I feel bad singling out Dr. Bradbury. He does some good work on his blog, and, outside of this paper, seems very supportive and appreciative of the work we do. He seems like a nice guy. And ignoring non-academic research is pandemic when professors venture into sabermetrics – “The Wages of Wins” being the most prominent recent example.

So perhaps I’m being unfair. Maybe it’s one of the realities of academic life that to get an article published, you have to ignore non-academic work. Maybe the professorial culture requires that you presume no knowledge is real until it’s been published in peer-reviewed journals. Maybe Dr. Bradbury is right that all the previous results are questionable unless he uses the exact technique that he does. And maybe I’m just overreacting to a couple of throwaway sentences intended only to get his paper past the referees.

But still, there is a basic tradition among scientists of acknowledging that we stand on the shoulders of giants. When it comes to sabermetrics, academia repeatedly pretends that it hoisted itself up on its own bootstraps.
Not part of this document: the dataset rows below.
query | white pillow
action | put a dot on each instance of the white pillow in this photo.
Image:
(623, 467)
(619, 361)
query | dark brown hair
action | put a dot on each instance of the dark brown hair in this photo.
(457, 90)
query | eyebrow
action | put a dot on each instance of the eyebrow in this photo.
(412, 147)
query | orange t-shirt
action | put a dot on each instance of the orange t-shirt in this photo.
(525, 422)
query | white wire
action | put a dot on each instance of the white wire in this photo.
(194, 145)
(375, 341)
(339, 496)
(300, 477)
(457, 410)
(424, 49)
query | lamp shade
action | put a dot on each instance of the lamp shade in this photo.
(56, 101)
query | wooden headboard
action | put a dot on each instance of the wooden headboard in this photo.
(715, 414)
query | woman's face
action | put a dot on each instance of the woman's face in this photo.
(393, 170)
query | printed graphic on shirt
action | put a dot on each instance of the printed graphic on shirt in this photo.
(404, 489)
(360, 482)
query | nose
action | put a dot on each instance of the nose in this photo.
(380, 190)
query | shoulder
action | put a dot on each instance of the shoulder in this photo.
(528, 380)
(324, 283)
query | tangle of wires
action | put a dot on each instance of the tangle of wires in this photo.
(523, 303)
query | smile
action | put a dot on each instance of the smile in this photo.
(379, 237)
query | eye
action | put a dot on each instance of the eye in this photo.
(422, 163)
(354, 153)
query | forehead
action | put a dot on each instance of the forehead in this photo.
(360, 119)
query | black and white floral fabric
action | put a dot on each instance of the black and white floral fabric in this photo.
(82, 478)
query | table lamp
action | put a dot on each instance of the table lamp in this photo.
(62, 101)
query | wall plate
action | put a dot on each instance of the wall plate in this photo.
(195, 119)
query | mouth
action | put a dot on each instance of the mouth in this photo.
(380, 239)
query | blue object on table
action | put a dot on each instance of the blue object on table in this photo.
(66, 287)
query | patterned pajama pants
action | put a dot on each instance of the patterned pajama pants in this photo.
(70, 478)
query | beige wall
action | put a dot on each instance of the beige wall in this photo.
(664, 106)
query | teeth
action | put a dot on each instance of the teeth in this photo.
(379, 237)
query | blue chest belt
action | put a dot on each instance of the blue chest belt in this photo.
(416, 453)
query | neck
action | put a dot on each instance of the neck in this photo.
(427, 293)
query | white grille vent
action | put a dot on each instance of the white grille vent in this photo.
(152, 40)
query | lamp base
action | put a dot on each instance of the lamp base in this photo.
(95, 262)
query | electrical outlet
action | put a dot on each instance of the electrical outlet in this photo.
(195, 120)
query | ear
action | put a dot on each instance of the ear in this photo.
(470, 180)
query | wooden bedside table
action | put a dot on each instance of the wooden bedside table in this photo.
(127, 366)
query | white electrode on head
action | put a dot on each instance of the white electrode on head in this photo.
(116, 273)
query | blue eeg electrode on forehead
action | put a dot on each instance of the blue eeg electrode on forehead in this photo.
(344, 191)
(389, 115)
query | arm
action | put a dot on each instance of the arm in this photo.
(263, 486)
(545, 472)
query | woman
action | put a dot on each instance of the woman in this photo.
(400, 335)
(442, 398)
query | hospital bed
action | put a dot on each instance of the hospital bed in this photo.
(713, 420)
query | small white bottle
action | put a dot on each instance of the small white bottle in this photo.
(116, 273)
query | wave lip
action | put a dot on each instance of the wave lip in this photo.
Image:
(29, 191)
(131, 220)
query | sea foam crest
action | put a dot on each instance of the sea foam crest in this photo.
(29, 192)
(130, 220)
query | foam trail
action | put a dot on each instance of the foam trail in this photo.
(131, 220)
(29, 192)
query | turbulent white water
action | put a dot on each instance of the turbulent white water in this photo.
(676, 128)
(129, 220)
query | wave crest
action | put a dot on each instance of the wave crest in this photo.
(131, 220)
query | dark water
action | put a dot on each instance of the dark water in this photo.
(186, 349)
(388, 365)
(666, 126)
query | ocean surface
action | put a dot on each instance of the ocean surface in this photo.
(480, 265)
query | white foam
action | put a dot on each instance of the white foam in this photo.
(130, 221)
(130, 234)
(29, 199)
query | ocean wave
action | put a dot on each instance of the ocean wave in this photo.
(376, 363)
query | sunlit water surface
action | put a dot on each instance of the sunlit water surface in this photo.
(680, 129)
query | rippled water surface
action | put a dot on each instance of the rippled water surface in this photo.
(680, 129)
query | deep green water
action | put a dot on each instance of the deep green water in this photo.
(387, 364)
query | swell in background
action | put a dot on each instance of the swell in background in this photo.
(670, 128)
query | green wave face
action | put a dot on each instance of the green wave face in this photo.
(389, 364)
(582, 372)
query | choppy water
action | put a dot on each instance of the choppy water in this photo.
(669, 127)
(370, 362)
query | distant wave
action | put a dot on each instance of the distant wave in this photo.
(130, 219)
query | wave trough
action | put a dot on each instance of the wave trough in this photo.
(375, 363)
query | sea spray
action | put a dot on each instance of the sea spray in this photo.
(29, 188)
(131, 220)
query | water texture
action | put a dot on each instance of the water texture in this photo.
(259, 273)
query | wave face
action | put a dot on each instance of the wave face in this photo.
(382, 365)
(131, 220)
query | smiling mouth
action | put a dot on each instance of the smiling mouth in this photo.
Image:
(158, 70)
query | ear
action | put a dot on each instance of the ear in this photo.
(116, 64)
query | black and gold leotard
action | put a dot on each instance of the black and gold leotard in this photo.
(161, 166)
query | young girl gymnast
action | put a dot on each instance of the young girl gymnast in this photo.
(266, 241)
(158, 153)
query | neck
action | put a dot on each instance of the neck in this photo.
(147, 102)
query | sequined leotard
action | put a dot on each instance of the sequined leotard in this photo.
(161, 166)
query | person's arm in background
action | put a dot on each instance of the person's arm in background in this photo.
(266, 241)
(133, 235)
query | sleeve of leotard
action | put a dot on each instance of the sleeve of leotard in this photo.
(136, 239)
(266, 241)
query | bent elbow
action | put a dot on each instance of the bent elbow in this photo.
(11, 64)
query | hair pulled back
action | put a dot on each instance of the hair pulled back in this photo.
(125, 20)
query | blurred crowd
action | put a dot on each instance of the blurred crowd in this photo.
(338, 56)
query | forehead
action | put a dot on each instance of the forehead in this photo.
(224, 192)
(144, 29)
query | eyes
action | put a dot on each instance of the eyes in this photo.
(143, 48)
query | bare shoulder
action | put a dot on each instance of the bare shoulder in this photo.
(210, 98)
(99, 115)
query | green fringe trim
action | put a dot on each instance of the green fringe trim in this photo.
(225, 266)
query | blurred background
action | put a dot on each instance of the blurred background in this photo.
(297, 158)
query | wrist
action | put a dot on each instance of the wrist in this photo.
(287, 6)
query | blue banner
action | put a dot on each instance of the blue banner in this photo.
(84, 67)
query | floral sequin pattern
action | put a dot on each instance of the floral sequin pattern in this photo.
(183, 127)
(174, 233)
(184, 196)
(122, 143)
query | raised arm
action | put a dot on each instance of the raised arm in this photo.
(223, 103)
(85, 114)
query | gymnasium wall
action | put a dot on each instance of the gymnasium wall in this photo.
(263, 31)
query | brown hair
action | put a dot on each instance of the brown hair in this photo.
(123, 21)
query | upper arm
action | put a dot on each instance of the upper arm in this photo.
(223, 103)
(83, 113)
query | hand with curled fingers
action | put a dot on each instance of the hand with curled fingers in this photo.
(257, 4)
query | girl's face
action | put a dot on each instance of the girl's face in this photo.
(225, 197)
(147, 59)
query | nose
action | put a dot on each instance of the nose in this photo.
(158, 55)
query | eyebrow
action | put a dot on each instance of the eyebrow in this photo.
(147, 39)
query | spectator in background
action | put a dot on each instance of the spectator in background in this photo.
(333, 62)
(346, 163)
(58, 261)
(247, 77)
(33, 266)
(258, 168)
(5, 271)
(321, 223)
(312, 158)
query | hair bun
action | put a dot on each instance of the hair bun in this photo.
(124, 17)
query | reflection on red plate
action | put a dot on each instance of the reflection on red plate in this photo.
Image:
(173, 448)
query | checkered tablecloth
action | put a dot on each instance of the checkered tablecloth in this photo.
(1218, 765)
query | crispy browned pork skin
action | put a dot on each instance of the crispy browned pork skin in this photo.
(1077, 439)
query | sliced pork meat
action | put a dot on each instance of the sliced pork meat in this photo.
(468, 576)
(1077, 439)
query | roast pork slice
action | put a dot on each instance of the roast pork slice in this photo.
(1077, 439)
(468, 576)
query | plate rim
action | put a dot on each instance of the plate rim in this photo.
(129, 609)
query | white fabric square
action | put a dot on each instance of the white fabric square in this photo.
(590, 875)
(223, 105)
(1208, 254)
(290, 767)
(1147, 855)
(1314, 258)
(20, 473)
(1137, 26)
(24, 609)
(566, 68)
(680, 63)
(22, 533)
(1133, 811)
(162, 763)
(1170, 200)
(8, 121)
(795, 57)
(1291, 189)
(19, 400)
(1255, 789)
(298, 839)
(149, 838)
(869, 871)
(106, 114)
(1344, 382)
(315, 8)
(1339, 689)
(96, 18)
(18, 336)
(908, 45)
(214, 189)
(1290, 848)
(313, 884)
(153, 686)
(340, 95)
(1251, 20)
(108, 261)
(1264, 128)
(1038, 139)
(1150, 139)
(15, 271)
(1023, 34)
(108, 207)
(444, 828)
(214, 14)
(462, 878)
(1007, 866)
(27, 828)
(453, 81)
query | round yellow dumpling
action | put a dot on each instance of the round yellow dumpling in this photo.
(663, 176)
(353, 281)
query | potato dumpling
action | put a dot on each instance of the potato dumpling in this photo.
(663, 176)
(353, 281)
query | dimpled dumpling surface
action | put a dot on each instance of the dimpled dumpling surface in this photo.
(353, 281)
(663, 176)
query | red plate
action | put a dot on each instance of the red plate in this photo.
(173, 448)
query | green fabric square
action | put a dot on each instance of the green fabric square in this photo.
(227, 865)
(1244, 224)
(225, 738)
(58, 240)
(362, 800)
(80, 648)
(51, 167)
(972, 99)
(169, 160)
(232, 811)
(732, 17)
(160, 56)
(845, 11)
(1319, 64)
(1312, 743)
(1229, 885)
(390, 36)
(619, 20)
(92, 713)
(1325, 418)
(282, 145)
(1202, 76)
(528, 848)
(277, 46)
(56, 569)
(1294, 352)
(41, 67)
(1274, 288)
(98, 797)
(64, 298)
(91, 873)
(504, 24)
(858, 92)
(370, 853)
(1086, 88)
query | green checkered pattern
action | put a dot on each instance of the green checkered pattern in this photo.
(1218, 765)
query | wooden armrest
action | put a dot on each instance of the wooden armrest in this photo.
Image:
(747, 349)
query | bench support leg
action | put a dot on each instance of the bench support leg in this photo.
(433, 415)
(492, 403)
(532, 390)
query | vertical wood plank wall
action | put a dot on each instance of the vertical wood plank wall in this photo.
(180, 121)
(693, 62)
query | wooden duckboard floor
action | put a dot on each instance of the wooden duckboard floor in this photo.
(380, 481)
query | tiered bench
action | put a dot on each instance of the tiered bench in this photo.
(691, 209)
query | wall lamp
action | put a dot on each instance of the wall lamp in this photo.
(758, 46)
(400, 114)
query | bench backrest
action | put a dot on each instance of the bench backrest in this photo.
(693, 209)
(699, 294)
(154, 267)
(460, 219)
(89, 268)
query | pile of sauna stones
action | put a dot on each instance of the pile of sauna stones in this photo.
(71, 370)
And that’s an insult to all of us.


Monday, October 02, 2006

Golfers improved by 10 strokes since 1934

This five-year-old golf study isn’t all that exciting, but it’s got useful information on how professional golfers have improved substantially over the last decades.

The study is called “
Studying Improved Performance in Golf,” by Sangit Chatterjee, Frederick Wiseman, and Robert Perez. It looks at the winning scores from the Masters (72 holes), from 1934-2001, and finds:

-- the mean score improved from 296.5 to 286.3;
-- the median score improved at almost exactly the same rate;
-- the variance of scores dropped until the mid-80s, then levelled off;
-- the winning scores have been improving, but not as much as the mean;
-- but the extent to which the winner dominates the field has been fairly level.

The last two findings seem to contradict each other – if the mean is dropping, but the winning score isn’t dropping as much is the mean, doesn’t it follow that players are winning by less? I’m thinking it does follow. But the authors used Z-score (number of SDs above or below the mean) for their measure of domination -- since the variance of scores is also dropping, the Z-score is staying fairly level.